Mercredi, 19 Septembre, 2018

Législatives: la Suède face à la tentation du repli

Le Premier ministre suédois Stefan Löfven social-démocrate en campagne à Norrkoping le 31 août 2018 Le Premier ministre suédois Stefan Löfven social-démocrate en campagne à Norrkoping le 31 août 20181/3
Max Fresnel | 10 Septembre, 2018, 00:54

"Au même moment, dans le sud de la Suèdel'extrême droite a ses bastions, le président du SD, Jimmie Akesson, leur a répondu". Le parti anti-immigration des Démocrates de Suède serait crédité de 16,3 % à 19,2 % des suffrages, alors que certains instituts lui prêtaient jusqu'à 25 % des voix.

"Il est temps (que les autres partis) prennent leurs responsabilités et se mettent à discuter avec SD", a lancé dimanche soir Mattias Karlsson, président du groupe des "Sverigedemokraterna" au parlement. Des élections législatives à suspense qui pourraient signer la fin de la domination des partis traditionnels au profit de l'extrême droite créditée de 16 à 25% d'intention de vote.

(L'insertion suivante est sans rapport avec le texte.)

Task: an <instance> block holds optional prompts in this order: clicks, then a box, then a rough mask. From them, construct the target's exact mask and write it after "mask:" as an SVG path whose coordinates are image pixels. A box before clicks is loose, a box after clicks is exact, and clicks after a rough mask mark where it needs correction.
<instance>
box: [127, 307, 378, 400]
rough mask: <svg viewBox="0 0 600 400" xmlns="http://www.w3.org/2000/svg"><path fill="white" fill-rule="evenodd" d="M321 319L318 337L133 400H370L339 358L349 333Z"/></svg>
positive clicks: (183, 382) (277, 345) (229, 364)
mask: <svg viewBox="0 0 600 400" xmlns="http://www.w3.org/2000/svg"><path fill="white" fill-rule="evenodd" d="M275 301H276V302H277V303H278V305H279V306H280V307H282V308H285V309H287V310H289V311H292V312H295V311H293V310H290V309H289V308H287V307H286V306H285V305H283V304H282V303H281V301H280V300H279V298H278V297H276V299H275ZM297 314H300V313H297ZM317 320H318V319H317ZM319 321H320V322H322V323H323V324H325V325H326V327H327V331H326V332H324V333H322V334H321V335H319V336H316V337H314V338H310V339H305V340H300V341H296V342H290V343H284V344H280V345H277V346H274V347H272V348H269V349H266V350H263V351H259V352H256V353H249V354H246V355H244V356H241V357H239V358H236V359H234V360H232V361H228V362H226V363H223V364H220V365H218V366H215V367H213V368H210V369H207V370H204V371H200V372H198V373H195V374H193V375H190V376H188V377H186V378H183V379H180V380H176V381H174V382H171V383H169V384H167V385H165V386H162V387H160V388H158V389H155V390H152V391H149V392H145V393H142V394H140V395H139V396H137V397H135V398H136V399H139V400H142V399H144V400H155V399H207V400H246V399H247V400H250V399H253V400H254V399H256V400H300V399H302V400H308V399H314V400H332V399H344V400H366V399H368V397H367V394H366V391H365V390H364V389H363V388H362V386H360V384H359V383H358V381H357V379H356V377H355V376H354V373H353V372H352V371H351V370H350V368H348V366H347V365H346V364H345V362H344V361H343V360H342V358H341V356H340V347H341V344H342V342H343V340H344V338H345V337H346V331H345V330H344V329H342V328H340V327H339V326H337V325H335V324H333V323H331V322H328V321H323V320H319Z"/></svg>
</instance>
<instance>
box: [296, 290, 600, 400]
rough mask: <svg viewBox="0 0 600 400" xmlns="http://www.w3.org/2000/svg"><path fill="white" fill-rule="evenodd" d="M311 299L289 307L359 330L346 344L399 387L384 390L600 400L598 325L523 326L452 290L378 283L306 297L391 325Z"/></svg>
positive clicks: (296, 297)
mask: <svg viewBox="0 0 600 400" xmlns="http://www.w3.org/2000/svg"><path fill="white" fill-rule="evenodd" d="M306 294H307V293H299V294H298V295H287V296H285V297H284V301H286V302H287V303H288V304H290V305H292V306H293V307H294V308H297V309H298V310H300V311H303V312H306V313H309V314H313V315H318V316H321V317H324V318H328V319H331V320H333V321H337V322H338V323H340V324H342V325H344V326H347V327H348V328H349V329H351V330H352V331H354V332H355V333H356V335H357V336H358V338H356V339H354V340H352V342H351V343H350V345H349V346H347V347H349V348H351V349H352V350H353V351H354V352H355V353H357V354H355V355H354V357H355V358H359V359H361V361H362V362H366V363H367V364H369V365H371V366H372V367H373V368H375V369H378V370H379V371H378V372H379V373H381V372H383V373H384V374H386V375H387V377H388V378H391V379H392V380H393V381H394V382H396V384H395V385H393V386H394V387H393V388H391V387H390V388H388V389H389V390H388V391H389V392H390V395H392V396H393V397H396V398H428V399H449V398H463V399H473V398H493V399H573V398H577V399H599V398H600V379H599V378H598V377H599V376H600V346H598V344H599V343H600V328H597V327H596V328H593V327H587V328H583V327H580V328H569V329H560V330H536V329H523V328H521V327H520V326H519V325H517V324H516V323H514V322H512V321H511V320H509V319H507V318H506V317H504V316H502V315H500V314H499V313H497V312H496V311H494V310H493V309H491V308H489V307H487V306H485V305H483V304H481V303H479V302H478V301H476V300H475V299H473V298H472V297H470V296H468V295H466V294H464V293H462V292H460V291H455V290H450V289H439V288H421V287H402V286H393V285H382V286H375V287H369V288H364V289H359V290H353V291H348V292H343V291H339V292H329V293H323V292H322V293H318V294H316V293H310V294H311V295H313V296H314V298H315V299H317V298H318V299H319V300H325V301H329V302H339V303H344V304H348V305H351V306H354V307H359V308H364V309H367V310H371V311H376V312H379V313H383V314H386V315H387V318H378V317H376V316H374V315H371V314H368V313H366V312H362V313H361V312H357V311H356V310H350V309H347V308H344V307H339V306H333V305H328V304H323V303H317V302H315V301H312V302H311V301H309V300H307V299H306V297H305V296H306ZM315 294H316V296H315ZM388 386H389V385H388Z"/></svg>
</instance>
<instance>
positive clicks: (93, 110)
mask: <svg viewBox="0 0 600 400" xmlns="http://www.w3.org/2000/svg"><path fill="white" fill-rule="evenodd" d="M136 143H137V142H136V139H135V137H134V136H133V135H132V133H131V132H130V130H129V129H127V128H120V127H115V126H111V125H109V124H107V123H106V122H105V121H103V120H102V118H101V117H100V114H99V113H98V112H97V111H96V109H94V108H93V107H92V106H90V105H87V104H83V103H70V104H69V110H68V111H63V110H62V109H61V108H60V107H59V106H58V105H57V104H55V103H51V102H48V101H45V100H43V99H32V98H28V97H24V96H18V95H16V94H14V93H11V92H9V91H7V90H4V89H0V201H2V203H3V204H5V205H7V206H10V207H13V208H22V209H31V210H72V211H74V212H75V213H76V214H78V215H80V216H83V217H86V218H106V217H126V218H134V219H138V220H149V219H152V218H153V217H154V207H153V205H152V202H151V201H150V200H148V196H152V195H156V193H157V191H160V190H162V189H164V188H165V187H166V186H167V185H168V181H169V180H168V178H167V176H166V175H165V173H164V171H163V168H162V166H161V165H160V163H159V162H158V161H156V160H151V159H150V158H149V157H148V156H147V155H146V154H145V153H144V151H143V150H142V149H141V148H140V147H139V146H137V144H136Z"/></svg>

Alors que le Premier ministre social-démocrate Stefan Löfven présentait ces législatives comme un "référendum pour l'Etat-providence", l'extrême droite en a fait un plébiscite contre sa politique migratoire.

En septembre 2015, Stefan Löfven justifiait l'ouverture aux réfugiés de Syrie, d'Irak ou d'Afghanistan au nom d'"une Europe qui n'édifie pas de murs". À l'image du parti Alternative pour l'Allemagne (AfD), il dénonce comme une menace " culturelle " l'arrivée de centaines de milliers de demandeurs d'asile. "À la veille du scrutin, Stefan Löfven a fustigé " les forces haineuses " et exhorté les électeurs à rester " du bon côté de l'histoire", tandis que le patron des conservateurs, Ulf Kristersson, a appelé à " une coopération au-delà des lignes partisanes pour isoler les forces " prônant " le repli ".

Le chef du gouvernement est traditionnellement le dirigeant du parti ayant obtenu le plus grand nombre de voix mais le nouveau paysage politique fragmenté de la Suède rend toute conjecture particulièrement hasardeuse.

"Des ONG ont relayé " l'angoisse " des demandeurs d'asile face à la montée de l'extrême droite". Aucun camp, ni le bloc " rouge-vert " sortant ni l'opposition " bourgeoise " n'étant à même d'obtenir plus de 50 % des 349 mandats en jeu au Riksdag, il faudra des jours, voire des semaines de tractations en coulisse pour trouver une majorité, ou la moins faible des alliances minoritaires.

Les résultats encore provisoires donnent les deux camps dans un mouchoir de poche, à 40% environ chacun. Ils seraient devancé par les sociaux-démocrates crédités de 26,2% des voix.

Samedi soir, en meeting dans la capitale, Jimmie Åkesson avait lancé un ultimatum au chef conservateur: "Kristersson a 24 heures pour répondre à la question: es-tu prêt à coopérer avec moi ou avec Stefan Löfven?".